Tout va donc pour le mieux dans le meilleur des mondes… Non, pas vraiment, car, rapidement, se font entendre la nuit des hurlements qu’on attribue d’abord à des loups errants avant de se rendre à l’évidence. Ce ne sont pas des canidés qui hurlent, mais le meunier en personne, empêchant les braves gens de dormir. Il n’en faut pas davantage pour que les regards et pour que la bienveillance laissent place à l’hostilité, voire à l’agressivité. Seule Carmen, plus enamourée que jamais, ne cède pas au trouble. Mais pourquoi le meunier crie-t-il ainsi et que peut-il devenir face à la méfiance, à la fatigue et à l’animosité de tout un village ?

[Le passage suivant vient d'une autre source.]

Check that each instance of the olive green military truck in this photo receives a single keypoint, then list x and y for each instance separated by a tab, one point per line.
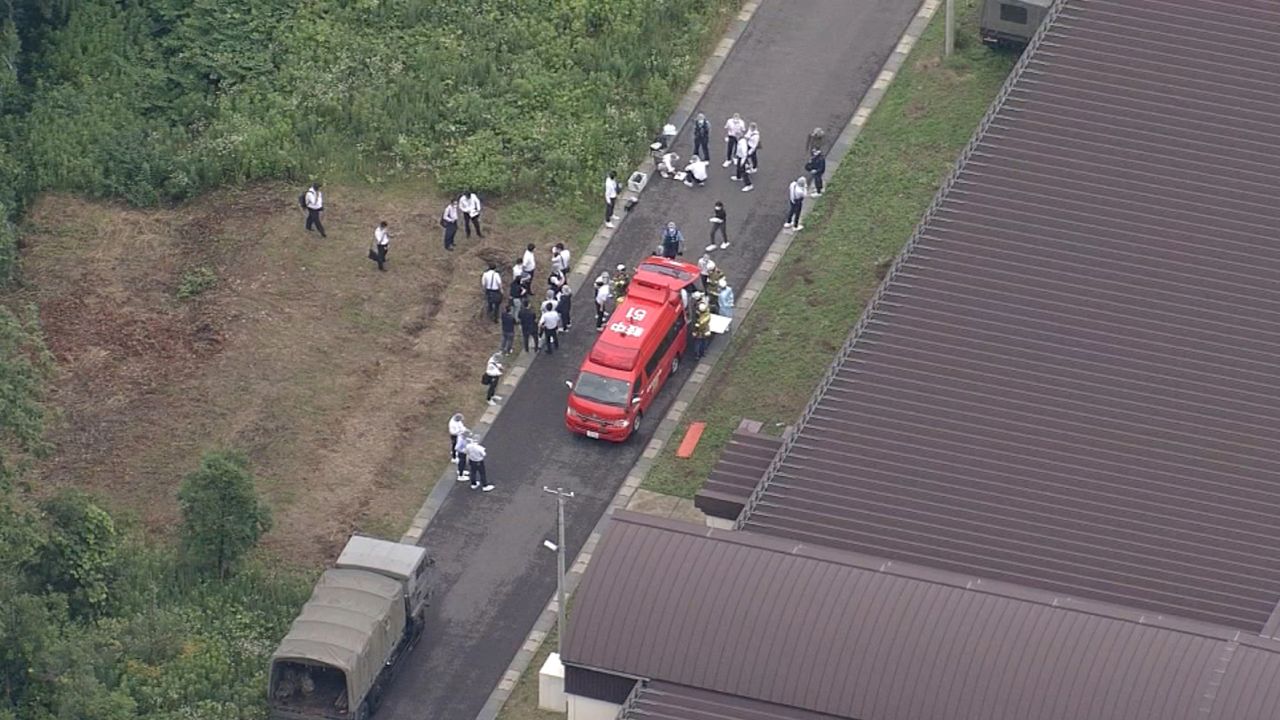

Même si l’on peut relever l’une ou l’autre scène un peu plus faible, un peu moins inspirée que les autres, le film de Yann Le Quellec ne manque pas de qualités. La réalisation multiplie les scènes fantasques et drôles, comme il se doit pour un film de ce genre. Les acteurs et actrices conviennent plutôt bien au ton le plus souvent burlesque de l’histoire. Quant à celle-ci, malgré les apparences, elle ne repose pas uniquement sur de la simple divagation. L’air de rien, l’aventure et les personnages loufoques invitent à une réflexion sur la raison et la déraison, la sagesse et la folie. Qu’est-ce que la folie ? Qui considère-t-on comme fou ? Le meunier, parce qu’il hurle chaque nuit ?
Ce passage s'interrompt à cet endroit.